I am not from this area and am unfamiliar with resources there. Could anyone post possible rescue groups or foster situations you may know of in the Albany NY area for me to investigate for my client?

Thank you!


----------



## olywhizz (Mar 25, 2014)

Good Luck I hope these cats make it


----------



## 10cats2dogs (Jun 16, 2013)

CatMomNY,
This is one of those times to be doing "FaceBooking!".
Put posters up at vet offices, most vet offices, are open to this!
I hope others have some really good ideas for you!
Blessings on your quest to save these cats!
And to the woman who has now found herself homeless...so sad...
Sharon


----------



## CatMomNY (Sep 19, 2013)

Thanks for the encouragement! I've actually reached out a few vet offices and the Facebook following of a local animal rescue activists/area weatherman. I've had a few leads pop up that I'm currently investigating and verifying.
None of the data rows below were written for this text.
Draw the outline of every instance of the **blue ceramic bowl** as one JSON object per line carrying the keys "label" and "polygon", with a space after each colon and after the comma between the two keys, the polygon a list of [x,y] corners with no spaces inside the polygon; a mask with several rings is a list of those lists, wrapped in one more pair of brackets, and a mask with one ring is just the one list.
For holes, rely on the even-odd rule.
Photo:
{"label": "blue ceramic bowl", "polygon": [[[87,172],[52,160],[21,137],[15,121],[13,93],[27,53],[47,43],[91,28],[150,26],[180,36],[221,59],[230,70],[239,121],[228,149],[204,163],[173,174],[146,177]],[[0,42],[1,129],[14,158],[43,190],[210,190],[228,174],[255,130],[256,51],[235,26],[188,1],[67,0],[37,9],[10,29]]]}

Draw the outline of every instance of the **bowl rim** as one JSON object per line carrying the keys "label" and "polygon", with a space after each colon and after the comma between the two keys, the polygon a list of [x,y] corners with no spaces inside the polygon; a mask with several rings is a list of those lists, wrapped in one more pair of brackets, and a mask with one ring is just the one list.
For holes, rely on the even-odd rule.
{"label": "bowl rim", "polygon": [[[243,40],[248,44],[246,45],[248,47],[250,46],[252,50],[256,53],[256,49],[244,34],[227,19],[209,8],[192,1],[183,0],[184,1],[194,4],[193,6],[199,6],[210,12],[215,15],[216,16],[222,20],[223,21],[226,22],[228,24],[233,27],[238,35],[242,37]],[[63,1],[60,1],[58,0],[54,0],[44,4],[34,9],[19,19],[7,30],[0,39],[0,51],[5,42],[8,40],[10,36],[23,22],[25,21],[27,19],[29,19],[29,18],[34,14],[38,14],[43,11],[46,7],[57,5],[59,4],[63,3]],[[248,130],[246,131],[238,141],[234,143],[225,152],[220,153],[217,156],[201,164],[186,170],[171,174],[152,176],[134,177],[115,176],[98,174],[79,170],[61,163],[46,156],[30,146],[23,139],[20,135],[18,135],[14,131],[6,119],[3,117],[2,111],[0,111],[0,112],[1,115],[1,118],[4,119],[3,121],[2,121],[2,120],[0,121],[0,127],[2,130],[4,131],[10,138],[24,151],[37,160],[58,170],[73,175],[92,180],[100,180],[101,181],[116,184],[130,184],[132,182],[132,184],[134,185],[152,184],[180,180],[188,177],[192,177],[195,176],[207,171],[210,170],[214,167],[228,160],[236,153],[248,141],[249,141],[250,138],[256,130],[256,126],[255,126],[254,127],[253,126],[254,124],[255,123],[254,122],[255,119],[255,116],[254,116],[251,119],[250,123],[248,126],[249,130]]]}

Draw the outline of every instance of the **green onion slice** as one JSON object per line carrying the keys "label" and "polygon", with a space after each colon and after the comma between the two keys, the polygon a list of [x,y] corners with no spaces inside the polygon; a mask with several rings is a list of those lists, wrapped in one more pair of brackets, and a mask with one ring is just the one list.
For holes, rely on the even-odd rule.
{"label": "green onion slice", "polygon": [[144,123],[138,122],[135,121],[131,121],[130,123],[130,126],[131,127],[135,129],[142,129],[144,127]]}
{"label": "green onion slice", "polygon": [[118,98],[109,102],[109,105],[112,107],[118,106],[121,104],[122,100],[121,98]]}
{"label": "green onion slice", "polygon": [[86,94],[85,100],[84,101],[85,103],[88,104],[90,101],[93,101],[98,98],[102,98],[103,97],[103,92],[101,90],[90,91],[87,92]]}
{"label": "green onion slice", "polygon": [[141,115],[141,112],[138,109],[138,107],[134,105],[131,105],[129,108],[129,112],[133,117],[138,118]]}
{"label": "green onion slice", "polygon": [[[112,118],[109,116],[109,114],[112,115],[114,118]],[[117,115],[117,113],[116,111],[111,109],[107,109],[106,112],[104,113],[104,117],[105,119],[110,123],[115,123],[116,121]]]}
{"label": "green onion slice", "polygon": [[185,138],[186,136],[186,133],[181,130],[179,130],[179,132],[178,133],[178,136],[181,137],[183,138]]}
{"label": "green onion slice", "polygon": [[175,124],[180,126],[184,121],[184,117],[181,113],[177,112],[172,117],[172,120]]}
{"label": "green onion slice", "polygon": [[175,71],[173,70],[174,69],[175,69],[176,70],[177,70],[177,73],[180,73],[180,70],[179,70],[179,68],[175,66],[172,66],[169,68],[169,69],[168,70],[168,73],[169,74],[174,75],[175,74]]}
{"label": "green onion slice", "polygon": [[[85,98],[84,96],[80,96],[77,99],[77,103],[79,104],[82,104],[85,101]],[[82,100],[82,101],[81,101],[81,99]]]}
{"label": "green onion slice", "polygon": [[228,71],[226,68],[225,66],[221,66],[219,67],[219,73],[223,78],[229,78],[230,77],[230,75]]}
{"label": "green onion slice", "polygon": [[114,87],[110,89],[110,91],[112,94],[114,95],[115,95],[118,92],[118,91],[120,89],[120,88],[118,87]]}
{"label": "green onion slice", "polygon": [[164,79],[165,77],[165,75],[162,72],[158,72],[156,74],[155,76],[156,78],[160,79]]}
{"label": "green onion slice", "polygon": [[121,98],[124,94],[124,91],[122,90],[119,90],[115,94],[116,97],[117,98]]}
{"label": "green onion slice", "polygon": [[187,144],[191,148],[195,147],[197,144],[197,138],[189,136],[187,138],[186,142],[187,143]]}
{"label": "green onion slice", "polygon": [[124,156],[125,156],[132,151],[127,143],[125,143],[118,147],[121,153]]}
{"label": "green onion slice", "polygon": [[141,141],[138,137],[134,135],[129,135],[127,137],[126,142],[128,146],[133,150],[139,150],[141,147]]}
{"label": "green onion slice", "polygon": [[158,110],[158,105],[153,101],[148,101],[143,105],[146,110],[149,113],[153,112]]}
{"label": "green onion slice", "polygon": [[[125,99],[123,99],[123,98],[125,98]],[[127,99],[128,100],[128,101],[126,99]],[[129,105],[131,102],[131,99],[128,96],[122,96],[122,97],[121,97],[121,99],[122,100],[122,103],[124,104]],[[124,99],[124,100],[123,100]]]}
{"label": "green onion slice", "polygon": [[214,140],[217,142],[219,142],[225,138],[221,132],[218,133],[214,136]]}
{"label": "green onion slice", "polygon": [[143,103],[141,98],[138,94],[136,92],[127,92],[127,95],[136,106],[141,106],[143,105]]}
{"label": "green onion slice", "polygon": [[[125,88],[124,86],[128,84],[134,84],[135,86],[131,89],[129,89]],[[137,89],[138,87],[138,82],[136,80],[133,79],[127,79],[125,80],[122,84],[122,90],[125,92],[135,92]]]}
It really is so sad to see a lack of resources in this area. If I lived closer to this client, I'd have a hard time resisting fostering these guys myself (although my resident kitty would likely have some thoughts on the matter!)...


----------



## spirite (Jul 31, 2012)

While I don't know any rescue groups in Albany, I used to live about 30 mins. north of Albany, in the Saratoga Springs area, and these shelters are all no-kill. I adopted my first cat from Estherville, visited Adirondack Save-A-Stray when looking for my two current kitties, and the people that I met from CDHA were so sweet. They brought their cats to PetSmart some Saturdays (when the local SPCA didn't take up all the space). 

Estherville Animal Shelter, Greenfield 518 893-7451
Adirondack Save-a-stray, Corinth 518 654-6220
Capital District Humane Association, Mechanicville 518 664-1237

While I was looking up their phone numbers, I came across these shelters, though it doesn't look like the first would take more kitties:

Purrfect Companions, Albany 518 463-8709 
Animal Protective Foundation, Scotia 518 374-3944
Mohawk Hudson Humane Society, Albany 518 434-8128

The only other thing I can think of is that your friend might call the local PetSmart and/or Petco and ask if they know other shelters; they may work with some smaller shelters that don't get publicity and aren't well-known.

Good luck to your friend!


----------



## CatMomNY (Sep 19, 2013)

Quick update: SUCCESS!! A rescue group I called then called another group, and they generously have agreed to foster/hold the cats free of charge on a beautiful country farm/animal sanctuary until my client finds a new apartment, and she can come visit the cats anytime she wants during this process.

Thanks for all the ideas and encouragement. So great to see all the love and support for cats that's out there.


----------



## 10cats2dogs (Jun 16, 2013)

CatMom, YAY!! Happy Dance!!
 That's GREAT News!


----------



## spirite (Jul 31, 2012)

Yay! I'm so glad to hear that! There have been so many stories recently where rescue groups couldn't help simply because they were already overwhelmed, so this is great to hear! I hope all works out well for your client and that she is able to get her cats back soon!


----------